Olivier Messiaen, with whom Chen studied from 1984 to 1988, had a significant influence on the younger composer. “In China, you learn to be sociable, subservient to everyone. If necessary, you must be entirely at the disposal of society,” says Chen, who put that traditional philosophy in practice in 2008 as the music director for the Olympic Opening Ceremony in Beijing. “Messiaen was the first person to tell me you have to be true to yourself. This is fundamental for an artist, but few of us are brave enough to face the truth. It took me many years to discover who I really am.”

In Chen Qigang’s Own Words

On the Cultural Revolution:

“My father and mother were sent to a labor camp where people from many institutions were interned. I couldn’t visit them for several months. At my music school, there was a lot of violence as well. Many old people were arrested, accused of being large landowners, and beaten to death by students. Some students participated because they came from ‘counter-revolutionary’ families and wanted to prove that they were revolutionary. By 1970 my entire school was sent to barracks south of Beijing for ‘re-education.’ One of my friends, a piano student, completely lost her mind. A teacher also went crazy. One student tried to commit suicide.
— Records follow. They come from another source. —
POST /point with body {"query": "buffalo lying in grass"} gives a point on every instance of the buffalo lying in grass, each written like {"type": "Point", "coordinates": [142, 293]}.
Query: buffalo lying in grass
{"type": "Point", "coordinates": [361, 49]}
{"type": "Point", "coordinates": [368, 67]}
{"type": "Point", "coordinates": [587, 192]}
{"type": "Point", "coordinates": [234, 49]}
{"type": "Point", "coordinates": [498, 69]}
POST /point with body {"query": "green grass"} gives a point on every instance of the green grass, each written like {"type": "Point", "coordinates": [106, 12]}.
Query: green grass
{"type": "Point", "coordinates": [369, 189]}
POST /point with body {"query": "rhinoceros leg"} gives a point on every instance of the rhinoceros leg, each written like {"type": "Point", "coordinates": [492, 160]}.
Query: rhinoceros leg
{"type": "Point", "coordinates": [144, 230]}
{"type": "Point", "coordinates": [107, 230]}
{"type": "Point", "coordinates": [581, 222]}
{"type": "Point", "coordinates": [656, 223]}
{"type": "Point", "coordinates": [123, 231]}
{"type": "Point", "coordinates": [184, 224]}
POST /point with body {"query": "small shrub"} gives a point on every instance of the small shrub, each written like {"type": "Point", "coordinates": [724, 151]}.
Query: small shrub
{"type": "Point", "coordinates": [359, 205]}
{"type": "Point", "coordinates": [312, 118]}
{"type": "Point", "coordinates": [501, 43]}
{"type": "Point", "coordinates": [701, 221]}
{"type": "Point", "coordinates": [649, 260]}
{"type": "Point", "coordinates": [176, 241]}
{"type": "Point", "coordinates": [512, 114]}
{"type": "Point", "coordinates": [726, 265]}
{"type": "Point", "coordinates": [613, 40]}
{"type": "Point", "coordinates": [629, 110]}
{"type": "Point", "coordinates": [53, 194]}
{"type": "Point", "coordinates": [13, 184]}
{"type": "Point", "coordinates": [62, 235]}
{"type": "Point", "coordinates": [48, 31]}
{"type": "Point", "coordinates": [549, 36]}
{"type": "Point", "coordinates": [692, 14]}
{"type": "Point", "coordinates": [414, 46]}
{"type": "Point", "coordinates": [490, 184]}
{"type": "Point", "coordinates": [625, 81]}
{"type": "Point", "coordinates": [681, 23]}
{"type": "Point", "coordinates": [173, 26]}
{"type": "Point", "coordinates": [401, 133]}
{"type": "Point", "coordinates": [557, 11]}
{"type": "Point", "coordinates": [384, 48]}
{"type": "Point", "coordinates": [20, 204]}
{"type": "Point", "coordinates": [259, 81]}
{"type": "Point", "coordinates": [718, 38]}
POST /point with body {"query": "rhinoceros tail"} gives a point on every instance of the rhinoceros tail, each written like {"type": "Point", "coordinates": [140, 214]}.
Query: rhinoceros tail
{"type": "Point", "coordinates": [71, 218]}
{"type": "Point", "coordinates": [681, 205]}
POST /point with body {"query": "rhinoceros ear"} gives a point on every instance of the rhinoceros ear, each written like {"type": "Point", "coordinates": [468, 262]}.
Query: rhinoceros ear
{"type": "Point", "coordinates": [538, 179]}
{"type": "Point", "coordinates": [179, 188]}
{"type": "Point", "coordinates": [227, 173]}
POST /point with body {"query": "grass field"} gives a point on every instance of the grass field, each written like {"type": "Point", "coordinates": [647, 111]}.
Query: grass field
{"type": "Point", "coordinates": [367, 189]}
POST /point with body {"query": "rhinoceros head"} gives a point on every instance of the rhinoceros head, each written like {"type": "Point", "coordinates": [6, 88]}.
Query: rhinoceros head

There was a lot of pressure. I learned a lot from these times. Those who survived can cope with life much better than they could before.”


On writing “Chinese” music:

“In China they always talk about our ‘national style.’ They claim our culture has a longer and more interesting history and is much stronger than Western culture. Yet we have no ‘style.’ That is the paradox …”

“In the West, I have the feeling that they put [us] into a group because we’re exotic. From an artistic point of view, we’re not part of the same group. Aesthetically, we are sometimes complete opposites.”